In my regular life, I’m an archivist. I deal with getting historical records ready and available for researchers. And . . . a whole lot of other stuff I won’t try to explain here. I work in a manuscripts repository, not a government or corporate archives, so most of what I’m going to tell you about deals with an environment of local family history and business records.
[Right: What I think I look like when doing my job.]
1) You will have to deal with people.
I hear so many people say they want to enter the history professions because they don’t like dealing with people. Big mistake. While it is true that I do spend much of my week sitting in a quiet room, a huge part of my job is serving the public. Whether it is working in the research room, assisting off-site researchers, finding photographs for publishers, or coordinating with other institutions . . . well, there is just a lot of people work. Yes, there are archival jobs out there where you may never come in contact with the public, but in general, welcome to the service industry dude.
2) You will develop relationships with people you have never met. Probably people long deceased.
When you spend entire days working through the papers of another person, you get to know them pretty well. You start to understand how their family related to each other, how they liked to spend their days, what they were interested in, etc. When working with family papers in particular, you often come across interesting and/or humorous stories. You will probably go home and tell these stories to your loved ones. They will get bored of hearing you talk about dead people you don’t really know. It is just a hazard of the job.
2a) Sometimes while developing these relationships, you will pick up on a thread in their papers and really want to know the outcome. A lot of the time, that information is lost to history and you just have to deal with it.
3) You will likely end up with an abundance of self-taught, pseudo-IT knowledge.
A huge portion of records today are born digital (created digitally, no paper) and this number grows every single day. To be competitive, archivists must understand how to work with digital documents in an ever-changing technological world. You will probably take many online classes and do lots of reading. Make friends with an IT professional . . . fast! I spend probably 40% of my time dealing with aspects of our digital collections (and it is only a small portion of my job!).
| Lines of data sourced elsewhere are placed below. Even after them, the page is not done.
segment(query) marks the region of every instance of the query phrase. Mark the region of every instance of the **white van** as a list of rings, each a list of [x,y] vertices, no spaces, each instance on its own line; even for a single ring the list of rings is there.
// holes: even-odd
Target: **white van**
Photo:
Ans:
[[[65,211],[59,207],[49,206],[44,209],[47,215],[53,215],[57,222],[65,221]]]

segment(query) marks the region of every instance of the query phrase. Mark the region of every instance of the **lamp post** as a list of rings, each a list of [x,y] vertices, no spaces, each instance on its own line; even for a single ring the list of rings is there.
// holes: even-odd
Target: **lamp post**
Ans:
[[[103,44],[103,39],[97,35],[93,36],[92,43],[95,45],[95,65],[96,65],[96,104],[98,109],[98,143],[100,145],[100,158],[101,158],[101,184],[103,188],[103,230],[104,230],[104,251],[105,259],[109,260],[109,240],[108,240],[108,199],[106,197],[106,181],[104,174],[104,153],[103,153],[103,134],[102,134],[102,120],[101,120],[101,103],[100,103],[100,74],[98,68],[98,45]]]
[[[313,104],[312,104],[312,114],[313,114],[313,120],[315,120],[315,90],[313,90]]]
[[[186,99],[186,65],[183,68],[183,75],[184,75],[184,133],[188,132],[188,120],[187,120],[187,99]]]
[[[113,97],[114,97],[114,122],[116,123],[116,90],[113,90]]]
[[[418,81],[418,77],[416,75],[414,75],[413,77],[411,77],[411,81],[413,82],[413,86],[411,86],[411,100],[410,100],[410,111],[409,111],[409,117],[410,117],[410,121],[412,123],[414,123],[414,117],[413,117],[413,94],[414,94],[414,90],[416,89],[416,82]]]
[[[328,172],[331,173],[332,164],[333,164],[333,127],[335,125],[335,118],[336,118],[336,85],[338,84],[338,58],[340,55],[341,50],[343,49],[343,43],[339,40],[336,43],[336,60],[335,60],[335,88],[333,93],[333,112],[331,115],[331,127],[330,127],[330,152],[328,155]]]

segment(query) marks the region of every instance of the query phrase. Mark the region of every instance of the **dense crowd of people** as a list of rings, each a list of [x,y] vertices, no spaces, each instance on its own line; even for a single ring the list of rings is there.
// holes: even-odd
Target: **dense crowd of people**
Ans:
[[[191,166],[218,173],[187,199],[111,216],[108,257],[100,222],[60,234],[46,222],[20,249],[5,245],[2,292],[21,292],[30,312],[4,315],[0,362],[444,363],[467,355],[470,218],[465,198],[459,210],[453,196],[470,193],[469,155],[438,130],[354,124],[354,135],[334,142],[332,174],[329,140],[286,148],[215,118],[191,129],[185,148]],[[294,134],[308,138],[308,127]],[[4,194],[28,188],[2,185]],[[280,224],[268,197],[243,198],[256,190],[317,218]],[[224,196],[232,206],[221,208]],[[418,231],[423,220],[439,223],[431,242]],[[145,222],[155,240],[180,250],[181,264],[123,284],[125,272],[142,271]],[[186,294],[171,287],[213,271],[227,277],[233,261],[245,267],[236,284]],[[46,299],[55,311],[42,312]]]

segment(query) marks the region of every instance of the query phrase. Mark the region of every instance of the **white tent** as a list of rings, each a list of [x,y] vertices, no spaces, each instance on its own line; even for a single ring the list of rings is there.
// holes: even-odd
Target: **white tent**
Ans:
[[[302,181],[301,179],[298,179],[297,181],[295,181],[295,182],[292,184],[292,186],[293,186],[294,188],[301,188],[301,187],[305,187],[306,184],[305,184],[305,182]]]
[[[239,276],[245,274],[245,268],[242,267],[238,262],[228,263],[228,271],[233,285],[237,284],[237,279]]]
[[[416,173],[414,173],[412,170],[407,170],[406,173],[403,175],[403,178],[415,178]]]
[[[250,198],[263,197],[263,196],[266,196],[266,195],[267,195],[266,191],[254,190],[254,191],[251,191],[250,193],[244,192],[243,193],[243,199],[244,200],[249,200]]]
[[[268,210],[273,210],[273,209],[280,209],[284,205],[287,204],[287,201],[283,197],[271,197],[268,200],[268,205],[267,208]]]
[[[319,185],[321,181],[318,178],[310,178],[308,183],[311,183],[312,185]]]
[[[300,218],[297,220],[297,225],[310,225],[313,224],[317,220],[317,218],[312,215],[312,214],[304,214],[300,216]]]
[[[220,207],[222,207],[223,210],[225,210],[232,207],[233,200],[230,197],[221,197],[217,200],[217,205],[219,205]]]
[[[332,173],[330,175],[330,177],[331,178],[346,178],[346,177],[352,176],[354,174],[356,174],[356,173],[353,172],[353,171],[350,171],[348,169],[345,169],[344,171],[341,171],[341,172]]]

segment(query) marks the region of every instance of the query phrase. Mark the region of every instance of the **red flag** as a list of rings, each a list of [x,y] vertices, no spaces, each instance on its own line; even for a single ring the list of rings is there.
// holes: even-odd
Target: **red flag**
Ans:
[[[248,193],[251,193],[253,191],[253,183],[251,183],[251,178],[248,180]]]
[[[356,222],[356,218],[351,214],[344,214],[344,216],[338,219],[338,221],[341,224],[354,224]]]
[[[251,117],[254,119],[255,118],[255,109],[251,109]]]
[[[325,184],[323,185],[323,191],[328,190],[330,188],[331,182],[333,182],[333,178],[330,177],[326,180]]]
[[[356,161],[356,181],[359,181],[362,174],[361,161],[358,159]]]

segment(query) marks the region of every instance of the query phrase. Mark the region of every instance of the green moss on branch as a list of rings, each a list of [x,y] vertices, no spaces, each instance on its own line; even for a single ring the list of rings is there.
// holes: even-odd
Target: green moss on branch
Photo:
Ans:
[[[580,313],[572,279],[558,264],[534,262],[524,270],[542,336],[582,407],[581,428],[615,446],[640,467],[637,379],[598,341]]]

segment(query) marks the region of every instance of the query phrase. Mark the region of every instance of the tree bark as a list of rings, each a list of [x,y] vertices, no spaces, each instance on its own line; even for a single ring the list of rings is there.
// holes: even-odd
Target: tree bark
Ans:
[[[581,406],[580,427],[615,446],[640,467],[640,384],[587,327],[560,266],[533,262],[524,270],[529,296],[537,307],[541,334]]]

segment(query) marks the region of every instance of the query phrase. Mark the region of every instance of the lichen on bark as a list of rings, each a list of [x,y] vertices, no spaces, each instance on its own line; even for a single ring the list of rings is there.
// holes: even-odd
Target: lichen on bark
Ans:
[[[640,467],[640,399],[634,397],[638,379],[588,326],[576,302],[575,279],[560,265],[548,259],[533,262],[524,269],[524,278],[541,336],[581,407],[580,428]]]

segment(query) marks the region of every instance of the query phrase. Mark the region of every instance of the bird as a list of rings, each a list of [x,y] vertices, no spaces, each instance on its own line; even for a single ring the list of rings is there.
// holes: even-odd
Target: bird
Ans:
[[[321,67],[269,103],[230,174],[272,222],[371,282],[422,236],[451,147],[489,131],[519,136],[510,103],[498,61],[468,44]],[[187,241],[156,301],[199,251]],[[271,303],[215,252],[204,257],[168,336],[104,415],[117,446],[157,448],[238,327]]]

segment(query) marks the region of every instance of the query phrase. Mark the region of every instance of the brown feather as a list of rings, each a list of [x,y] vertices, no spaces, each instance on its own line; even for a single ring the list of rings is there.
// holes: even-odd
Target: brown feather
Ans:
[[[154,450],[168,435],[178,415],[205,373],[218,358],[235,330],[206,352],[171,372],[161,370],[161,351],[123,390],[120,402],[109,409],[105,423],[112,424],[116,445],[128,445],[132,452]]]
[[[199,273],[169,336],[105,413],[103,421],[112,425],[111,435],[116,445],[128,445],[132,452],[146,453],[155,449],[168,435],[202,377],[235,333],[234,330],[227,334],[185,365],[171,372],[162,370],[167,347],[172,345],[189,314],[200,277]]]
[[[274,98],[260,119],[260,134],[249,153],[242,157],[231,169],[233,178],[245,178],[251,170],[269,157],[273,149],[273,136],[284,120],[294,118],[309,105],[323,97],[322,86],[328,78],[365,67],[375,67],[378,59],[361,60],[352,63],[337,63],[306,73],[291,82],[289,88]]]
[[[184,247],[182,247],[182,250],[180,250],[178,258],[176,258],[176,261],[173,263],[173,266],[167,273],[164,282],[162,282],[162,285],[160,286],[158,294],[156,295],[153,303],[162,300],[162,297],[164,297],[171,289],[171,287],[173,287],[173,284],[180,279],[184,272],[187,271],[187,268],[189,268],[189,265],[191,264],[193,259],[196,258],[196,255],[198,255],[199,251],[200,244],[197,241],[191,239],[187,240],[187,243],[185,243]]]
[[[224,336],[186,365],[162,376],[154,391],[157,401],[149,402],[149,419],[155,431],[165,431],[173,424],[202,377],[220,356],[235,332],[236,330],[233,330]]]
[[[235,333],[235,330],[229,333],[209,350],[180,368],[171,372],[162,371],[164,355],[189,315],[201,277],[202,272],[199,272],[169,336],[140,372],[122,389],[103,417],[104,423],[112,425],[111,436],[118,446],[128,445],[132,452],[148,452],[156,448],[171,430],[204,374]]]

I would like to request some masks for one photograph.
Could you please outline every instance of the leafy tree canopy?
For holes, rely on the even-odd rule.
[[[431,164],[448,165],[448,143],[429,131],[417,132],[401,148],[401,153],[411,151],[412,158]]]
I now know my way around a CSS stylesheet – that isn’t something you learn in public history graduate school!
4) Paper is heavy.
Seriously, those boxes are like great big rocks. Watch out for interns and graduate students who see you toss them around and don’t realize the weight – save their toes (and your hard work)!
5) You will get dirty.
Erase those images of the sharply dressed archivist wearing white gloves handling a document over a clean, white table. Replace it with an image of the old-jeans wearing archivist crawling around in the hay loft of a barn rescuing long-deserted family or business records. Replace it with an image of the archivist smelling documents and books to see if they detect mold, freezing boxes to kill the infesting bugs, covered in red rot from the leather of old ledger books. . . you get the point. Yes, you will get to spend some time doing the fancy part, but unless you do something extremely specialized, it will be outweighed by the rest.
6) You will have to explain what you do over and over again.
Turns out, archivist isn’t a well-known career outside of academia. Have your elevator speech ready; you will need it a lot. If I don’t want to get into a long discussion, I usually focus on the history side of my job. People tend not to have as many questions about that. And no, I am not a librarian. I like librarians, but I am not one.
7) Parents will expect you to do their kid’s homework.
This is not cool and I do not tolerate it. Extra-friendly and new archivists can get sucked in sometimes though. You will need to figure out fairly quickly where your job ends and their work begins. You may have a person you need to go the extra-mile for, but this should not mean taking on their assignments. Also – parents who do this . . . you suck. Big time. Don’t get an attitude with me and teach your kid to put some effort in.
8) You will tease people about erasing them from the historical record when they piss you off.
Ha. Yeah, I do this. Be nice to archivists, people; we control how most of you will be remembered.